2014-06-10-spelman

Literate programming in R using `knitr`

It's easy to generate reports dynamically in R. Literate programming is a paradigm that originally came from Donald Knuth (Knuth, 1984).

Basic idea: Write data + software + documentation (or in this case manuscripts, reports) together.

Analysis code can be divided into text and code "chunks". Doing so allows us to extract the code for machine readable documents (technically referred to as a tangle) or produce a human-readable document (also called weave).

Literate programming involves three main steps:

Separate the narrative from the code
Execute source code and return the results.
Combine the results from the source code with the original narratives to produce a final document.

Why this is important?

Results from scientific research have to be easy to reproduce so others can verify results making them trustworthy. Otherwise we risk producing one off results that no one outside the original research group can reproduce. In this lesson we will learn reproducible research, which is one of the by products of dynamics report generation. However, this process alone will not always guarantee reproducibility.

Installing `knitr`

# Installing knitr is quite easy. 
install.packages("knitr", dependencies = TRUE)
install.packages("pander") # Pander is a useful package for formatting tables in markdown.

Knitr supports a variety of documentation formats including markdown, html and LaTeX. It also allows for easy export to PDF and HTML.

What is markdown?

Markdown is an incredibly simple semantic file format, not too dissimilar from .doc, .rtf, or .txt. Markdown makes it easy for even those without significant knowledge of markup languages like html or LaTex to write any sort of text (including with links, lists, bullets, etc.) and have it parsed into a variety of formats. To learn more about the basics of markdown, peruse this short tutorial on the format.

When to implement reproducibility via literate programming?

You can do this anytime but it is always best to do this at the beginning of a project.
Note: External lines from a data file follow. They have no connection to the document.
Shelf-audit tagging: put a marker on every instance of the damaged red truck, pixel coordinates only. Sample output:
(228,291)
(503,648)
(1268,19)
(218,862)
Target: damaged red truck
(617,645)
Much like writing unit tests, waiting till after a project is completed is a bad idea.
Best used alongside version control like Git.
Use software like R where instructions are scripted.
Never save the output (only raw dataset with pre-processing code. Even cleaned datasets can be discarded but it might help to save them temporarily during intermediate steps).
Finally, store the data in a non-proporietary format (e.g. csv over xls). This will ensure that your data will be readable long into the future.

Good and Bad Practices

Related: See best practices in the R-basics folder.

Creating a basic knitr document

In RStudio, choose new R Markdown file (easiest way) or you can create a new text file and save it with extension .Rmd.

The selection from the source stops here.